The No. 1 goal was to get coverage for the millions of Americans who had no health insurance at the time.

It takes several roads to getting more Americans covered by health insurance. It offers private health insurance via online marketplaces called exchanges, often with a very substantial federal subsidy to pay the premiums. It encourages states to expand their Medicaid programs to cover more low-income people and about half of the states have done so.
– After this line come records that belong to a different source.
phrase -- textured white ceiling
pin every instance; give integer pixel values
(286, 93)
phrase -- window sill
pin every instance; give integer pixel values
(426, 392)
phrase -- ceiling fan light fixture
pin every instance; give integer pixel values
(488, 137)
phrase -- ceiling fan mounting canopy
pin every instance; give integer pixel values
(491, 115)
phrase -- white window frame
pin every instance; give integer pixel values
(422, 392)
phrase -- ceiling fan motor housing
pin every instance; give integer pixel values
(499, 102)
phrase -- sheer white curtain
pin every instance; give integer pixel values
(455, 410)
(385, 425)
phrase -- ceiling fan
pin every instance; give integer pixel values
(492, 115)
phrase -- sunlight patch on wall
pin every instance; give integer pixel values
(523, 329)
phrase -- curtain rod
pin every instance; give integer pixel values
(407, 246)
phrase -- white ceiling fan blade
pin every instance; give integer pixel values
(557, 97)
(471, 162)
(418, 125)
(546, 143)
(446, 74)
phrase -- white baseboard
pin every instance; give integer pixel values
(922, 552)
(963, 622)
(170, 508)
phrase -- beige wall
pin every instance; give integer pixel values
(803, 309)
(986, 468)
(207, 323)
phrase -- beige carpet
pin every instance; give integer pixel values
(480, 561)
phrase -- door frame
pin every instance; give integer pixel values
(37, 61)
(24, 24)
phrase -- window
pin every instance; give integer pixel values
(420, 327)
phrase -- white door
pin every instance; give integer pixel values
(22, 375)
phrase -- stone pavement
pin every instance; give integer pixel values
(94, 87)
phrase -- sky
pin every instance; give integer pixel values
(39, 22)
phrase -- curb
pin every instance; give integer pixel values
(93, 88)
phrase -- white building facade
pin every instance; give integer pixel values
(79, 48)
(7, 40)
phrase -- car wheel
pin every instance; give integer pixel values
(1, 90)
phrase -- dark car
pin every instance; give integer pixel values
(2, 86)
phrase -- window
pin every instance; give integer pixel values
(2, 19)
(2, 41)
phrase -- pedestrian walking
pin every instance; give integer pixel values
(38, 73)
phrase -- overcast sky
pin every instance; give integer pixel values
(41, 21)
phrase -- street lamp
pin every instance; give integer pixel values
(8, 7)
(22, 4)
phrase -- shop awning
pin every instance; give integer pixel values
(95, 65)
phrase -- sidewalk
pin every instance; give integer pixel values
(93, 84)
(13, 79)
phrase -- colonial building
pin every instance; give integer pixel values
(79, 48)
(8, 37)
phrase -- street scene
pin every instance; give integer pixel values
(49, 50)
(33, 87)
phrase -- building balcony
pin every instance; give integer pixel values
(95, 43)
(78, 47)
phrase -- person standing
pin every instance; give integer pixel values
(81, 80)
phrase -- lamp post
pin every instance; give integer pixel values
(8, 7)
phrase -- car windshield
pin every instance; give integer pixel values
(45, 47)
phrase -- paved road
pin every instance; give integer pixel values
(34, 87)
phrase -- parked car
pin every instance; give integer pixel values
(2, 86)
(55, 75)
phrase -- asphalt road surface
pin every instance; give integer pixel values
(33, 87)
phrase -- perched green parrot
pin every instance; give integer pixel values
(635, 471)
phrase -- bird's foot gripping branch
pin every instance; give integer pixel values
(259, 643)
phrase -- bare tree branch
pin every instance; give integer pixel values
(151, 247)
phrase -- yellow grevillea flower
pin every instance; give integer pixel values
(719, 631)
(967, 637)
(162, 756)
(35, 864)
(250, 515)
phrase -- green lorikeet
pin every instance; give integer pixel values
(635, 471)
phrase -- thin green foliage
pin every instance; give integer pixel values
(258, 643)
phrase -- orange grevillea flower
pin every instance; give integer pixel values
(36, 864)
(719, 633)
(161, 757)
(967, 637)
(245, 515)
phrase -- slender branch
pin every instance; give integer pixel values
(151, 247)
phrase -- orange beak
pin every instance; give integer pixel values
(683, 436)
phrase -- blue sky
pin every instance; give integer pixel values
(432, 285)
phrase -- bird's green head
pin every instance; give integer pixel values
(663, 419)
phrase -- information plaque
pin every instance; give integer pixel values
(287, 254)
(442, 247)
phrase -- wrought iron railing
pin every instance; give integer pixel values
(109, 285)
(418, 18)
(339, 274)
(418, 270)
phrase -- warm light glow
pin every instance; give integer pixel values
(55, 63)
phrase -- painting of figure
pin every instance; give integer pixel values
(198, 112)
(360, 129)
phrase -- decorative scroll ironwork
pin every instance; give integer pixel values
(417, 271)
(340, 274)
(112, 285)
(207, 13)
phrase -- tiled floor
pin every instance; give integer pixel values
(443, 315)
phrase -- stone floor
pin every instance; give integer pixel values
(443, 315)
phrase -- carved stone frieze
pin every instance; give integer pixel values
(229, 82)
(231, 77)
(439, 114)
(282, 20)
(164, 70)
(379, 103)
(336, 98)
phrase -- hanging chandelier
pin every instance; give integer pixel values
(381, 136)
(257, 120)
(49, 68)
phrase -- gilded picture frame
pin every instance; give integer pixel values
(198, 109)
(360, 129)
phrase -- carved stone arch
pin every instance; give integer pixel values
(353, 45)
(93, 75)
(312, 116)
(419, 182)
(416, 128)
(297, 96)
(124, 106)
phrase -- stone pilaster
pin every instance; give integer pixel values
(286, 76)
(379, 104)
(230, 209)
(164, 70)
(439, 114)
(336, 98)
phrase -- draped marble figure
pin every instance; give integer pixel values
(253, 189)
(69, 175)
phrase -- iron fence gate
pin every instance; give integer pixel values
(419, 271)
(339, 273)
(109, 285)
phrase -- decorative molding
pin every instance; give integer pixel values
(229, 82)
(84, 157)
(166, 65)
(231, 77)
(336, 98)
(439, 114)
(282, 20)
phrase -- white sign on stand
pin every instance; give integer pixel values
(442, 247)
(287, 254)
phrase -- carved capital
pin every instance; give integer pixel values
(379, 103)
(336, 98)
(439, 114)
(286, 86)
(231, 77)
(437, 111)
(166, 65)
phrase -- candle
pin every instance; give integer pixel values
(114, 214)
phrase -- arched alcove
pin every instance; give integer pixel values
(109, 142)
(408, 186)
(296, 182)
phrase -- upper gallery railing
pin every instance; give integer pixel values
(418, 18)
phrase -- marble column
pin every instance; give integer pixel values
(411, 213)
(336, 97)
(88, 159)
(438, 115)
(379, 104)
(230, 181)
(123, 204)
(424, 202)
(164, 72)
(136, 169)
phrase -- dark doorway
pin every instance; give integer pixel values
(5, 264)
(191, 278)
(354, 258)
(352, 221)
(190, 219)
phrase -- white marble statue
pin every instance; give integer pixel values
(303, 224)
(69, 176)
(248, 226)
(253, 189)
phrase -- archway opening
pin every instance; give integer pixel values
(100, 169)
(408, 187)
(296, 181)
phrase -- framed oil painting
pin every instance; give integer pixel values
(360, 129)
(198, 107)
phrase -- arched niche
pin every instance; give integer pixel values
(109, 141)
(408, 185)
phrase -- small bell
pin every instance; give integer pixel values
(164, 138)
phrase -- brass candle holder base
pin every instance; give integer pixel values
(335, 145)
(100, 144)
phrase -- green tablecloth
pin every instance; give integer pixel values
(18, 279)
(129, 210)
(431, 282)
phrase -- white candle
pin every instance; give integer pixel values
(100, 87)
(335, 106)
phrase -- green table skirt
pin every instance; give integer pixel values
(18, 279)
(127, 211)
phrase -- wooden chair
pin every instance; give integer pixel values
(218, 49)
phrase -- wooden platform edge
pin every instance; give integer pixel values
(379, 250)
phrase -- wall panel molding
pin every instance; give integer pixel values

It requires health insurers to pay for basic services, such as cancer screening.

And it imposes strict rules on health insurers that forbid them to drop sick, expensive clients and requiring them to accept even people with pre-existing conditions.

The Trump administration has weakened popular provisions requiring health insurance to pay for birth control services, however, and is working to allow the marketing of bare-bones health plans that Obamacare tried to banish.

Is Obamacare still around?

The law was challenged almost as soon as it was passed and its main provisions were on hold while the Supreme Court decided if it was even constitutional. In a landmark 2012 ruling, the court ruled that the law’s individual mandate, requiring everyone to have health insurance or pay a fine, was constitutional.

Chief Justice John Roberts wrote a compromise calling the fine a tax, which made it legal. But the court said that states could choose whether to expand Medicaid. The law would have required them to do so.

Many Republican-led states decided not to make Medicaid more widely available, even though the federal government would have paid for the expansion. That left millions without health insurance.

The law’s been challenged multiple more times in the courts.

President Donald Trump vowed to “repeal” the law but despite many, many votes, Congress has so far failed to do so.

What is the mandate?

This is the most unpopular provision of the law and it’s the one major provision that Congress dismantled as part of the budget process last year.

The mandate was meant as an incentive so younger, healthier people who may not think they need or want health insurance would get coverage anyway. It was also a means of making sure people do not wait until they are sick to buy insurance.

It was originally a Republican idea, included in the 2010 law to try to get GOP votes.